Егор не знал, что как только он ушел с завалочной площадки, спустился вниз по шихтовой эстакаде, заспешил к выходу, перепрыгивая через рельсы, старый сталевар Филипп Прокопович снял шляпу, вытер ею лоб, и безбровое и безбородое, безобразное в своей старческой нелепости лицо его озарилось чем-то похожим на улыбку: с первых до последних дней его жизни у мартена он не любил и никогда не полюбит соглядатаев. Он считал и будет считать, что не работающий и думающий, что он работает, не менее жалок, чем нищий, и не менее вреден, чем тот, кто берет чужое. И хотя у старика ничего не изменилось в отношении с молодыми сталеварами — он работал на глазок, «на опыт», они все время сверяли плавку с приборами, но в странную эту бригаду пришло молчаливое согласие, когда никто друг другу не мешает, но каждый делает по-своему. Иной раз это тоже приносит успех…
Егор спешил к проходной, и никакое другое чувство, кроме досады, не владело им. Досада, что он ошибся, и теперь столь громкая его поездка окажется просто-напросто пшиком, и Роман посмеется над ним. И если он хотел раз и навсегда покончить со всем этим, то под занавес должен был бы сделать что-то из ряда вон выходящее. Этим могла быть сталь, которую здесь не плавили бы, если бы он не вмешался, сталь, без которой он не мог вернуться в Новоград.
Он вышел из проходной, но забыл оглянуться на завод, как делал это всегда по привычке разведчика, и направился через площадь, белую от солнца, пыли и выгоревшего асфальта.
Пензяк уехал, в доме приезжих маялся бездельем чернявый Чистополец. Он обрадовался Егору, полез в карман за картами.
Егор отмахнулся, достал из чемодана бутылку спирта. Он берег ее, чтобы отпраздновать со сталеварами рождение новой стали, но было видно, что обмывка не потребуется. Неприятно лишь то, что приходилось пить со случайным собутыльником, а Егор никогда не опускался до этого. Он легче отдавал свою поллитру, чем делил ее с тем, с кем не хотел. А тут никуда не денешься. Неприятен был и сам Чистополец своей безликостью, и тем, как притих, приняв приглашение, и как глядел на спирт, будто на седьмое чудо света.
— Давай, — махнул Егор рукой, — что есть закусить. Сохранил, чтобы выпить за здравие, а пришлось пить за упокой.

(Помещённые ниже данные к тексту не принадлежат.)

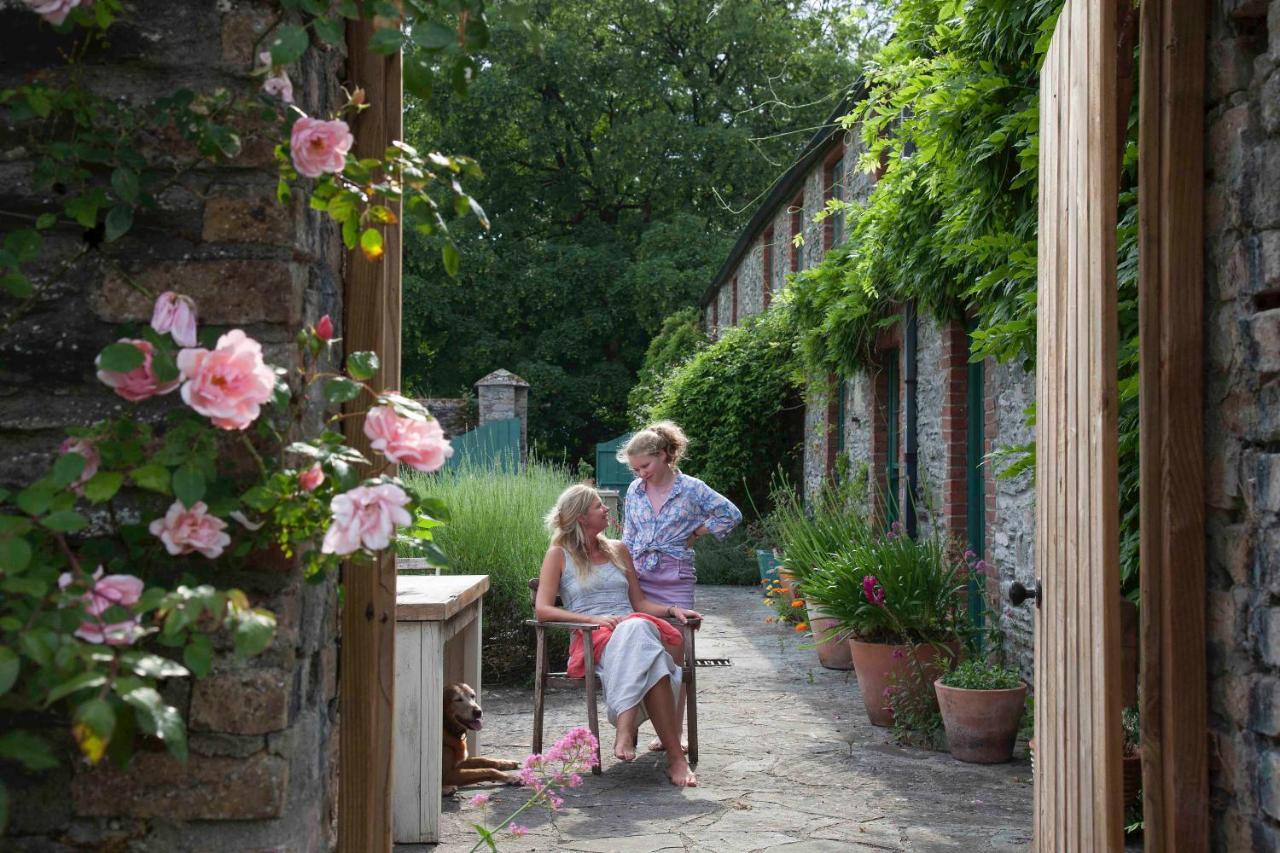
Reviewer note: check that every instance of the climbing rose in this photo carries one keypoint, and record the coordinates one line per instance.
(55, 10)
(141, 382)
(86, 448)
(417, 443)
(176, 314)
(366, 515)
(108, 592)
(187, 530)
(228, 384)
(319, 146)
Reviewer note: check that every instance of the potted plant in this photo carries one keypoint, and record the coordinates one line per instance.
(982, 706)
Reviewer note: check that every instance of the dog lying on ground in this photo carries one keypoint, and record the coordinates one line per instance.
(461, 715)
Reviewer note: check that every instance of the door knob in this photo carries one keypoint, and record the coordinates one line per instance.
(1018, 593)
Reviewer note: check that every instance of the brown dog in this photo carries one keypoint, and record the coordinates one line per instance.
(461, 715)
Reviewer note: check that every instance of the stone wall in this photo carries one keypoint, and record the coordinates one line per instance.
(1242, 420)
(263, 734)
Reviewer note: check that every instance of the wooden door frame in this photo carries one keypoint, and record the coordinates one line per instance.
(1170, 305)
(371, 310)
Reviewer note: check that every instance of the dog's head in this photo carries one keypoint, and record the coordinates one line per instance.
(461, 707)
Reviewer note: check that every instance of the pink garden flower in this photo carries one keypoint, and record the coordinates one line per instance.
(419, 443)
(311, 478)
(55, 10)
(141, 382)
(108, 592)
(191, 530)
(319, 146)
(365, 516)
(228, 384)
(176, 314)
(88, 451)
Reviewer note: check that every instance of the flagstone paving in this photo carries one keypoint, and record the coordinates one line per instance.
(789, 762)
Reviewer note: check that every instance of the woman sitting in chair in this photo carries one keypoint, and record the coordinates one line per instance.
(597, 583)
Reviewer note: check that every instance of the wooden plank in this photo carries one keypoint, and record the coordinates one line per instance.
(371, 322)
(435, 597)
(1170, 269)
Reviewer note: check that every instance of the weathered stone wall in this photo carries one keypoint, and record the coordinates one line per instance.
(1242, 422)
(263, 731)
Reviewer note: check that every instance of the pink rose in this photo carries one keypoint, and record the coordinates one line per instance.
(417, 443)
(122, 591)
(320, 146)
(228, 384)
(366, 515)
(86, 448)
(192, 530)
(176, 314)
(311, 478)
(141, 382)
(55, 10)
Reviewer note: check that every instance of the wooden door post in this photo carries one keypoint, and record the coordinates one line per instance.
(373, 322)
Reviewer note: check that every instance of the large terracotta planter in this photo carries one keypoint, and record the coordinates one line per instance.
(982, 725)
(878, 665)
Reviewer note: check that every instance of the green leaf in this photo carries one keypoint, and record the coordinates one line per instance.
(188, 484)
(341, 389)
(119, 357)
(82, 682)
(103, 486)
(9, 667)
(362, 365)
(289, 44)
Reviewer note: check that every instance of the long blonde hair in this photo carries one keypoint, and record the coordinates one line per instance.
(656, 439)
(563, 523)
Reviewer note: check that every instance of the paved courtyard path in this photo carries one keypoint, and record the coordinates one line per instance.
(789, 762)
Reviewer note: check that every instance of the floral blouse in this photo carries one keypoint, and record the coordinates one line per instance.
(690, 505)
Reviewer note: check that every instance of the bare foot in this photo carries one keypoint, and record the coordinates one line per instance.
(680, 774)
(656, 746)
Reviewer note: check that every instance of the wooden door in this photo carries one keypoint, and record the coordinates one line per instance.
(1078, 801)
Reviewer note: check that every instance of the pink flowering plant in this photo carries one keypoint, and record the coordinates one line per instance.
(544, 776)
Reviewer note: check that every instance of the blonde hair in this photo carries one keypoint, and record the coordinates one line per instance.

Чистополец проворно достал консервы, одним ловким движением вырезал донышко — резко запахло одесскими бычками в томате. Этот запах всегда вызывал у Егора спазмы в желудке, как перед рвотой. И чтобы заглушить неприятное ощущение, он налил спирт в стакан и, не разведя и не чокнувшись — за упокой не чокаются, — вылил. Раза два громко и глубоко вздохнул и почувствовал необыкновенно приятную теплоту, охватившую его всего с ног до головы.